Virginia is rightly famed for its deep and varied history, but much of the state’s past has never been written down. It is at risk of being lost forever.
That’s certainly the case with the final resting places of many of the commonwealth’s earlier people. Tucked away in woods and fields, old burial places can be out of sight, out of mind.
Which means their gravestones—if any survive above ground—can be bulldozed, erased, in a few minutes’ time if someone is so inclined. (This reporter has known that to happen in county after county.)
The Piedmont Environmental Council, which keeps in steady contact with landowners across the region, is well aware of the issue. And is now trying to do something about it.
The nonprofit conservation group hopes to identify undocumented burial sites across its nine-county turf, which includes Culpeper, Madison, Greene, Orange, Albemarle, Clarke, Fauquier, Loudoun and Rappahannock counties.
PEC’s staff seeks to link landowners and citizens to preservation professionals who can help them identify and document those localities’ historic cemeteries and burial grounds.
“Whether it be one grave or many, the destruction or loss of any cemetery means community and familial ties are lost forever,” Kristie Kendall, the council’s historic preservation coordinator, wrote in an appeal last week for the public’s assistance with the effort.

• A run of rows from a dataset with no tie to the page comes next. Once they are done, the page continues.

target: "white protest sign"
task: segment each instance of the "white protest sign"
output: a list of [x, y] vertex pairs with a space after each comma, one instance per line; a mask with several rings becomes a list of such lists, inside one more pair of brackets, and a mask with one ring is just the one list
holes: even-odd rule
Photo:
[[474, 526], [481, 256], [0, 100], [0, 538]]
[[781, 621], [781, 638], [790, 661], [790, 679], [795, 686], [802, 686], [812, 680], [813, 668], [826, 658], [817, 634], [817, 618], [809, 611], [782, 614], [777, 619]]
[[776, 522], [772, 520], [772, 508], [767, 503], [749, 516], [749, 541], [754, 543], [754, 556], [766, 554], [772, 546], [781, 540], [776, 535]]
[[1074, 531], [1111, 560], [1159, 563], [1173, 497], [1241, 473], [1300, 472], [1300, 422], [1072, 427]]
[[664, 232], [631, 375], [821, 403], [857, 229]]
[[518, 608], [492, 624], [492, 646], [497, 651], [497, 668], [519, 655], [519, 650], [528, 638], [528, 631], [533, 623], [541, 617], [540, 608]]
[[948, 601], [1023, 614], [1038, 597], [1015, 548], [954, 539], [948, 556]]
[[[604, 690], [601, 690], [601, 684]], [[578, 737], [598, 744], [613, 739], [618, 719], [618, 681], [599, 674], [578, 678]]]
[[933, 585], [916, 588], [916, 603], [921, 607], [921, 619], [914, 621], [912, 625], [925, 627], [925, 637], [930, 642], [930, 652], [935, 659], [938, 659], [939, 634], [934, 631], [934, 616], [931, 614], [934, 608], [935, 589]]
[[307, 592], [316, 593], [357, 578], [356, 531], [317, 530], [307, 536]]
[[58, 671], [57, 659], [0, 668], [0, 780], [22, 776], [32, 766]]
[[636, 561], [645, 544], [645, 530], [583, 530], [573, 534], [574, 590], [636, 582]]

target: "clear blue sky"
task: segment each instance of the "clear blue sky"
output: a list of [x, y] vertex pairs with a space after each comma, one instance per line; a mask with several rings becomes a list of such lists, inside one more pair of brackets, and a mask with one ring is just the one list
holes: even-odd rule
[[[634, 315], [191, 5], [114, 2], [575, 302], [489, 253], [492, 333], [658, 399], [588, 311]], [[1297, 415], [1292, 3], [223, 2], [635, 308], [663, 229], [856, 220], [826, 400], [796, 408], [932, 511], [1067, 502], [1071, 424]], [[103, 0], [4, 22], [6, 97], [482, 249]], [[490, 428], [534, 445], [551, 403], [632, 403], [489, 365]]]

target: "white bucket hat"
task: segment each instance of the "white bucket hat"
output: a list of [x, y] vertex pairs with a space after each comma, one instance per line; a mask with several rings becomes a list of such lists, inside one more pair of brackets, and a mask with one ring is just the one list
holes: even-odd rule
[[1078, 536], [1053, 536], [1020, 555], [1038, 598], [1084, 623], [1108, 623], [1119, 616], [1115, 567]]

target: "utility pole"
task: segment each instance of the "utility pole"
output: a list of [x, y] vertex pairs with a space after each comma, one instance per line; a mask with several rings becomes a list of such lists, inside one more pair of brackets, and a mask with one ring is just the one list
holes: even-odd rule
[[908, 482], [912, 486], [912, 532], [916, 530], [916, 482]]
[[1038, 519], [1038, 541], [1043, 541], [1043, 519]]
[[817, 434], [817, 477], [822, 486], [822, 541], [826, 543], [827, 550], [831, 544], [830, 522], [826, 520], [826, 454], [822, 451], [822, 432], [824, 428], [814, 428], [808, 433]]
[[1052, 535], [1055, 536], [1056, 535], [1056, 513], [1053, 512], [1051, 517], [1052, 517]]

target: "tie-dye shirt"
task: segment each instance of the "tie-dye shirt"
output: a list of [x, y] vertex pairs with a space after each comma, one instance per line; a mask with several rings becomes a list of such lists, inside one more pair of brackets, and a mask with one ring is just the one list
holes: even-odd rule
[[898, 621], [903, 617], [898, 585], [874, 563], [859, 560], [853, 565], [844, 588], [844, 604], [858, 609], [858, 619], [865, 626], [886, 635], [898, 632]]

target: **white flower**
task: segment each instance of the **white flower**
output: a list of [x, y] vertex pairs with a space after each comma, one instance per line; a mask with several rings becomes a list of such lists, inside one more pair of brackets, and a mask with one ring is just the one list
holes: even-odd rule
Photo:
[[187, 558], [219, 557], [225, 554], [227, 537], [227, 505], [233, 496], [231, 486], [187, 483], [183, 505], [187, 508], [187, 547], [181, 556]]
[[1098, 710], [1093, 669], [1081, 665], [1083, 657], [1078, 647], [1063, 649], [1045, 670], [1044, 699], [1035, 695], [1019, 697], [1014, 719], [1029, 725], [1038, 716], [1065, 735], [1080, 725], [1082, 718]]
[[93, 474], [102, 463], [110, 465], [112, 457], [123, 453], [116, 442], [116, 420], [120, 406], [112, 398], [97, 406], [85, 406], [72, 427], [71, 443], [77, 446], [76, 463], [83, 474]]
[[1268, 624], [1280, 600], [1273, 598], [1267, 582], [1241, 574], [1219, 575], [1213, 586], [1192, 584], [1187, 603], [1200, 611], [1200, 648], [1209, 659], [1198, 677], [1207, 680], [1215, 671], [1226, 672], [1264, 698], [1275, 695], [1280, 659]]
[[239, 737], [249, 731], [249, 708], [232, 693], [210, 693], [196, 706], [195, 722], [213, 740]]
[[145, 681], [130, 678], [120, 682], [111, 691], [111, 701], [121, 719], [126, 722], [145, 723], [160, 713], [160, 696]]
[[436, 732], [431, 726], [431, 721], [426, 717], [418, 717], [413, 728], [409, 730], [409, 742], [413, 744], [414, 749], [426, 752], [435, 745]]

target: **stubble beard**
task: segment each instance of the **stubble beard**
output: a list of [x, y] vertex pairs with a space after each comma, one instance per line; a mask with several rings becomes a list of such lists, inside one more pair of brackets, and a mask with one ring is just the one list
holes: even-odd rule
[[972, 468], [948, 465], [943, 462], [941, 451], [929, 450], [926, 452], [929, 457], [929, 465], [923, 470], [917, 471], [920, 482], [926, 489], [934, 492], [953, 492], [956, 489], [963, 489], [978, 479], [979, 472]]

“These sites are vulnerable to neglect and destruction, as many lay forgotten or unmaintained—and when they are discovered in the midst of a new development project or the clearing of a forest, it is sometimes too late to protect them,” Kendall said.
The lack of documentation contributes to the loss of cemeteries and the stories they represent, she said.
Virginia’s Piedmont, of course, holds some of America’s most historic landscapes, Kendall noted.
Here, the Manahoac peoples traded along the Rappahannock, battles were fought for independence, freedom and equality, and presidents and abolitionists were born and buried, she said.
An important feature of Virginia’s cultural landscape, old burial grounds are a tangible connection to the past that lets us engage with the history and lives of those who came before us, Kendall said.
An important first step to ensuring they are saved is to create records of them, so the information isn’t lost to time, failing memory, and the passing of generations.
So, Kendall asked two of PEC’s summer fellows, Julia Rankin of Oregon State University and Samantha Grossman of Smith College, to create an online survey to identify cemeteries and burial grounds that need to be documented.
Which is where area residents can help.
Kendall asked that people take a moment to take the short survey to identify and describe nearby cemeteries or burial grounds—those on your own property—that may be undocumented.
Rankin and Grossman have just a week left to complete their practicum projects as PEC Fellows, Kendall said, so she implored people to please take a moment and fill out the form.
She hopes to soon have some initial results for the fellows to review, but will keep collecting responses over the next few weeks.
“It is crucial that we honor those who came before us,” Kendall said. “We need your help to document these landscapes of memory.”